I'm using hudson to auto-deploy my Rails app to heroku. In my main build job I pull from a Git repo (hosted using gitosis on the same machine), master branch with the following:
URL of repository: /home/git/repositories/my_app.git
Name of repository: origin
Refspec: +refs/heads/master:refs/remotes/origin/master
Branches to build: master
Then, assuming all tests pass, I want to kick off a new build that is the deploy to Heroku.
I can't however figure out how to get that deploy build to checkout the particular revision that this build was using. I understand there's a parameterized trigger plugin that would allow me to pass this revision number, but I don't know how I can tell hudson to checkout this particular revision on the deploy build.
I'm pretty sure this just has to do with my limited knowledge of git, but where in the hudson git config's is there an option to checkout a particular revision?
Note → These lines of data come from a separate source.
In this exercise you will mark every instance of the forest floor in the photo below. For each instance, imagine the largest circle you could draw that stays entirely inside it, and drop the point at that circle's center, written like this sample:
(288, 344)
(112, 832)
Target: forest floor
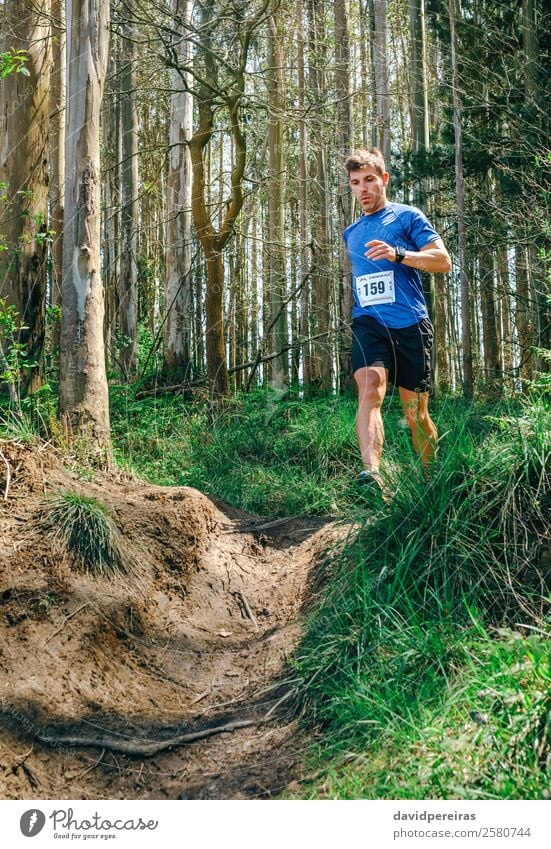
(93, 668)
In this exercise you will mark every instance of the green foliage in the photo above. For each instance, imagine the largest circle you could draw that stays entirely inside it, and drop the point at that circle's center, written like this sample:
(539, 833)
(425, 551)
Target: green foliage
(83, 528)
(406, 613)
(14, 61)
(488, 736)
(277, 457)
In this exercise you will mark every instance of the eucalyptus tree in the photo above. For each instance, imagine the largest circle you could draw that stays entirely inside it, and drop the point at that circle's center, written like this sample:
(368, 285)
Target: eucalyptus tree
(179, 243)
(128, 281)
(83, 395)
(223, 39)
(24, 106)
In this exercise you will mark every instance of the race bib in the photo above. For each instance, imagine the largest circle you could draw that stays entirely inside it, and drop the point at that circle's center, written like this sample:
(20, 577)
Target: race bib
(373, 289)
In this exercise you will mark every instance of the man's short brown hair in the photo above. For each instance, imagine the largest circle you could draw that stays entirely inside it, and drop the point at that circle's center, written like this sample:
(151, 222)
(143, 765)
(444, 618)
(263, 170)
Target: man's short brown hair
(366, 158)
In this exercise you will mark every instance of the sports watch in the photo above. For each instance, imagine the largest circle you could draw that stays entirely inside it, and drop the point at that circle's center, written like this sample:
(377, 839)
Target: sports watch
(400, 253)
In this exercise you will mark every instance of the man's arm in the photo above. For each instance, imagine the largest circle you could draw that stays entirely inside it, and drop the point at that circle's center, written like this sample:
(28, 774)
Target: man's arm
(432, 257)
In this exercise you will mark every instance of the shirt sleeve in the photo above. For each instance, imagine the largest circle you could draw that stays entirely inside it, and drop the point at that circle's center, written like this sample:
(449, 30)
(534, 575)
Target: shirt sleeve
(419, 229)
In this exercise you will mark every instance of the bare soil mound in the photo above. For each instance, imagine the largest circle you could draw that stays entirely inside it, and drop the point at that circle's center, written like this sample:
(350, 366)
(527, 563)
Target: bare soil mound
(103, 683)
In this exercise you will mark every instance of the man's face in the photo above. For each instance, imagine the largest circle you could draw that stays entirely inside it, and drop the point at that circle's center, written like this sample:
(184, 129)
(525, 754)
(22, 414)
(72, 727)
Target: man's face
(369, 188)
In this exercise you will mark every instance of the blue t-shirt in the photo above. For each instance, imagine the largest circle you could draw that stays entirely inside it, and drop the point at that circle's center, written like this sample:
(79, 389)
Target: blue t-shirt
(395, 224)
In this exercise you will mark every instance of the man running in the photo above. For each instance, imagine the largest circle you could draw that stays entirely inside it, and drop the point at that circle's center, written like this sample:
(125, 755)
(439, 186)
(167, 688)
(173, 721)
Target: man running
(392, 335)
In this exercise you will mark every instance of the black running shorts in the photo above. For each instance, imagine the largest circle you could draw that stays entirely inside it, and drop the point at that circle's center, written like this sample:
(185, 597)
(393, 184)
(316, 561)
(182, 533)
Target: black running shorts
(404, 351)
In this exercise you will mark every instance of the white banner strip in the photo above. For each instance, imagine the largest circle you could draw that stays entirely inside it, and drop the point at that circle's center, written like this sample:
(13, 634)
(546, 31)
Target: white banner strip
(277, 824)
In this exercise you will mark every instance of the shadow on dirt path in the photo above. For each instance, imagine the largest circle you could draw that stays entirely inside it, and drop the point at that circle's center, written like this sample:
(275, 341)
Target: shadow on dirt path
(95, 673)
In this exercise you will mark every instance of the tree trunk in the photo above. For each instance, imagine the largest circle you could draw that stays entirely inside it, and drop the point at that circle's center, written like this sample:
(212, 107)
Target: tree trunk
(179, 281)
(112, 157)
(128, 288)
(492, 365)
(279, 366)
(57, 151)
(345, 142)
(381, 128)
(24, 108)
(466, 333)
(524, 312)
(83, 395)
(321, 236)
(419, 96)
(305, 299)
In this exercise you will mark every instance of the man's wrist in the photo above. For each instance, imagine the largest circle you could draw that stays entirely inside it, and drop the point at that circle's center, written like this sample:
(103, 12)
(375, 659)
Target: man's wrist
(399, 254)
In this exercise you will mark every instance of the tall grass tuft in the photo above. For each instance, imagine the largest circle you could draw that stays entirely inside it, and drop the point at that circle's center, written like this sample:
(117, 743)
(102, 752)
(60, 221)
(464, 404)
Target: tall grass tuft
(448, 560)
(83, 528)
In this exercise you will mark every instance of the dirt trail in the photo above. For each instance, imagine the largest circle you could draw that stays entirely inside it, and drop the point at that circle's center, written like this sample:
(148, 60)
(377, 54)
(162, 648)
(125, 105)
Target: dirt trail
(200, 640)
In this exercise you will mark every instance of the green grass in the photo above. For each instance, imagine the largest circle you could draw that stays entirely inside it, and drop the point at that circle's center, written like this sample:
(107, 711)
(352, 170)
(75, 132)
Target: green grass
(82, 527)
(276, 458)
(403, 628)
(424, 668)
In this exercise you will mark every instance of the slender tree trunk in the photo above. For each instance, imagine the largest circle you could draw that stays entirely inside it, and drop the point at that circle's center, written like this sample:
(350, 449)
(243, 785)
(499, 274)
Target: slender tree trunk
(179, 281)
(492, 365)
(128, 291)
(419, 95)
(279, 367)
(321, 237)
(382, 78)
(460, 198)
(57, 151)
(305, 298)
(24, 109)
(111, 188)
(345, 143)
(504, 296)
(442, 369)
(83, 395)
(524, 313)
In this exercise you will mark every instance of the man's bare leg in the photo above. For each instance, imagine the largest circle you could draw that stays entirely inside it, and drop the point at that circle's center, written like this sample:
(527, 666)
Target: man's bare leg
(371, 382)
(423, 429)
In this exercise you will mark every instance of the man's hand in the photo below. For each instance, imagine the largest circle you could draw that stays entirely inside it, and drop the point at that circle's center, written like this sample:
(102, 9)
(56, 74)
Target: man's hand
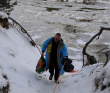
(42, 54)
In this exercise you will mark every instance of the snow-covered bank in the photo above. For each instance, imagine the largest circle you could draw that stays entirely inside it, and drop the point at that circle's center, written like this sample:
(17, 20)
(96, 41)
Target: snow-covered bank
(18, 60)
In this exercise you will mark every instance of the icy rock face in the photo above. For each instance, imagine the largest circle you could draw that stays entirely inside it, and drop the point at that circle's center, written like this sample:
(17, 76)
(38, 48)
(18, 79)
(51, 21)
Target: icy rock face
(102, 80)
(4, 86)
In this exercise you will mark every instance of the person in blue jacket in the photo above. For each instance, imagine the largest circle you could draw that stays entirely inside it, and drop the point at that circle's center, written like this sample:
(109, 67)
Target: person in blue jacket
(56, 51)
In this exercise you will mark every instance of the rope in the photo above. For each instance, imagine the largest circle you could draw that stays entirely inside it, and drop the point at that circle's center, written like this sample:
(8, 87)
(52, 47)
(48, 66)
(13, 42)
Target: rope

Otherwise, I could have many commits happen whilst a build is happening, and when it kicks off a deploy build, that deploy build would just check out the HEAD of the branch, which may not be the same as the code that was pushed that triggered this build.
I don't fully understand why I have a refspec in Hudson, then also specify a branch to build, I thought this was the same thing. Can refspec somehow specify the revision number? How would this be referenced if it was passed through with the parameterized trigger plugin?
(I've never used that plugin, but someone else recommended it as a way to pass in vars to a new build, if there's another way I'm all ears)
See here for an git explanation.
BTW, do you store the deployable artifacts in git or do you rebuild your app before deploying? Otherwise let your first job push the artifacts into a repository (can be different than the one for source code, we have a designated space on the file system) and the second job pulls it from the repository and deploys it.
I think that you can do this more easily by setting up the steps in hudson to run your tests and then push, if your tests return a non-zero exit on failure. This works because I think hudson will stop executing the chain of build steps as soon as there's a failure (non-zero exit status).